Red Sox

Here’s why Don Orsillo wasn’t part of the Jerry Remy tribute

Orsillo was notably left out of the Red Sox' ceremony honoring Remy, Orsillo's former broadcast partner, on Thursday night.

Red Sox Jerry Remy
Boston Red Sox Hall of Famer Jim Rice records the moment as former teammates gathered to honor the late Jerry Remy. Barry Chin/Globe Staff

On a night at Fenway Park where the focus was supposed to be on a tribute to the late Jerry Remy, the Red Sox were caught in a maelstrom of backlash after Don Orsillo, Remy’s play-by-play partner on NESN’s game broadcasts for 15 years, tweeted that the team did not use a video message he had put together.
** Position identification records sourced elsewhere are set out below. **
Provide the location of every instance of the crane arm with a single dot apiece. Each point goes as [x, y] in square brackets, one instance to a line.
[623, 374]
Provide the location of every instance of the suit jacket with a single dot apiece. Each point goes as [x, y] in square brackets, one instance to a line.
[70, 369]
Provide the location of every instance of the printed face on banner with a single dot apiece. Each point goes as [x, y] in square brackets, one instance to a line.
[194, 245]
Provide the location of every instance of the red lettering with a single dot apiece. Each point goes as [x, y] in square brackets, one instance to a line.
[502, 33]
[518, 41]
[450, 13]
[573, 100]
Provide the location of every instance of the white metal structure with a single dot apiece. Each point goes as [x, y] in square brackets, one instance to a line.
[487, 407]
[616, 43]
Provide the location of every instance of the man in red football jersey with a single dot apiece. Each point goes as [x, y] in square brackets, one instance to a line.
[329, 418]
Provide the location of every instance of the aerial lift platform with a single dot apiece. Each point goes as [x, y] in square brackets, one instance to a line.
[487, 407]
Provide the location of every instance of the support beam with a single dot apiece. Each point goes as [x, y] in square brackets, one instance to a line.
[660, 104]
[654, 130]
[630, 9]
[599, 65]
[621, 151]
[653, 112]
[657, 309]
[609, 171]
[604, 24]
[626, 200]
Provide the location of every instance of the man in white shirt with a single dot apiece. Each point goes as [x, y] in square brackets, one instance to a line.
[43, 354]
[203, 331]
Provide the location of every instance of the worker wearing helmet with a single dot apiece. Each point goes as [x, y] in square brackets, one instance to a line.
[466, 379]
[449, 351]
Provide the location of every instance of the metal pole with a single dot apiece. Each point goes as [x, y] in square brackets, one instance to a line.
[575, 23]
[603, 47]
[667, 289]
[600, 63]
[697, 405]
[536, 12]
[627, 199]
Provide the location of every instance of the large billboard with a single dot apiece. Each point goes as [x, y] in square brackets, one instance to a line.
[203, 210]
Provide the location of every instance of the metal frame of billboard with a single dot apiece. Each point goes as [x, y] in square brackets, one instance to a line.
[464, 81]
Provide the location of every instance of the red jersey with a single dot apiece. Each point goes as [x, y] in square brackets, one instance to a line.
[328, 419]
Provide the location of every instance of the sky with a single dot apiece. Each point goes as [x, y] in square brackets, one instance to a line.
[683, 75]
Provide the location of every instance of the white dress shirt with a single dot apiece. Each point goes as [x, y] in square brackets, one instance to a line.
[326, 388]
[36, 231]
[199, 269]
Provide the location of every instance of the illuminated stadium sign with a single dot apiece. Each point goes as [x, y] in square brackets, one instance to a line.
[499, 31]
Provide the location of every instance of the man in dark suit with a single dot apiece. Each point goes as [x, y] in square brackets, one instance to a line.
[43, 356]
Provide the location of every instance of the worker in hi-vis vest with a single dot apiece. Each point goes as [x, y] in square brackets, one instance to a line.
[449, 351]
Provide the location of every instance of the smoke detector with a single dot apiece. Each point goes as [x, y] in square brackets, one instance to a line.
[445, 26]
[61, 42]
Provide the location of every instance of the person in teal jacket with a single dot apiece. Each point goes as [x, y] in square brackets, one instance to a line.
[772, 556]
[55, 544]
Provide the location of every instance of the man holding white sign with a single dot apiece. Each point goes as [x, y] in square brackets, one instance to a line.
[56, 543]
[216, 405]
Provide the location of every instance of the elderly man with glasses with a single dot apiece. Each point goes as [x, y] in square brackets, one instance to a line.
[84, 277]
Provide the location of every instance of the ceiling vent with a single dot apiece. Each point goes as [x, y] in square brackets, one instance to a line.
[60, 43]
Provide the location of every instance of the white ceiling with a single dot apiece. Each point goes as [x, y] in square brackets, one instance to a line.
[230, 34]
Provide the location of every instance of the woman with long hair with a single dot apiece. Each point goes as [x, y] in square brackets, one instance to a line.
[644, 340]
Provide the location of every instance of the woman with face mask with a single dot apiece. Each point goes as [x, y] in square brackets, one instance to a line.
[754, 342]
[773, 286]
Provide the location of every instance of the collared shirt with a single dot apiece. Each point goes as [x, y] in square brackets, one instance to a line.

Orsillo, now a television play-by-play voice for the San Diego Padres, remains a sensitive subject for a large segment of Red Sox fans. The Red Sox and NESN underestimated his popularity in tandem with Remy when they decided not to renew his contract after the 2015 season, choosing instead to move Dave O’Brien over from the radio booth.


When news broke late that season that he would not be back, it led to a scene on the final day of the season in which Red Sox players came out of the dugout to salute Orsillo in the booth while he and Remy wiped away tears. Six years later, it remains a sensitive issue.

After messaging with Orsillo Wednesday night and talking to NESN and Red Sox personnel on background, this sounds more like a case of miscommunication than an intended slight, though it also must be noted that the Red Sox could have avoided all of this simply by showing his video.

Here’s how the whole thing played out: The Red Sox did reach out to Orsillo approximately a week ago to be part of the ceremony in-person. Both the Red Sox and Orsillo acknowledge this, though there was some confusion initially about whether he was invited at all because he used the phrase “[it] wasn’t on the table” to explain why he couldn’t be here.

Orsillo clarified that he couldn’t make it because the Padres had a game in San Diego Thursday. He told the Red Sox this when they reached out a week ago, so they gave him the option of recording a video to be used in the ceremony, like he did for Dustin Pedroia’s retirement festivities last June.


Orsillo recorded a video and tried to send it to the Red Sox. He was told then, he said, that it wasn’t needed.

The Red Sox’ explanation? The suggestion of sending a video came before the ceremony had entirely been planned. Ultimately, the decision was made not to use any videos of speakers at all.

Given how it ended for Orsillo here, and his lingering disappointment about how it went down even with all the success he’s found in San Diego, it’s understandable fans would suspect the Red Sox were being petty. But it bears noting that Orsillo was a significant part of NESN’s hour-long tribute program to Remy. It’s not as if they are treating him as persona non grata.

Ultimately, the Red Sox should have found a way to show his video, which was roughly 30 seconds long. Sean McDonough, the play-by-play voice alongside Remy from 1996 through 2004 (in a smaller role later on) and the one who tagged him with the “RemDawg” persona, spoke at the ceremony. There should have been a way to let Orsillo acknowledge his late friend, too. And Orsillo should have waited to air his grievance for another day or two. It detracted from what was a remarkable ceremony, which included the return of many of Remy’s teammates from his playing days, including Carl Yastrzemski, Fred Lynn, Dwight Evans, and his old double-play partner, Rick Burleson, as well as NESN’s Jim Rice and Dennis Eckersley.


In a way, the whole controversy made me wonder what Remy would have said about it. Whenever something ridiculous would happen involving NESN and the Red Sox, I’d inevitably get a text from him that said something along the lines of, “Can you believe this [nonsense]?”

He is deeply missed, which was supposed to be the point.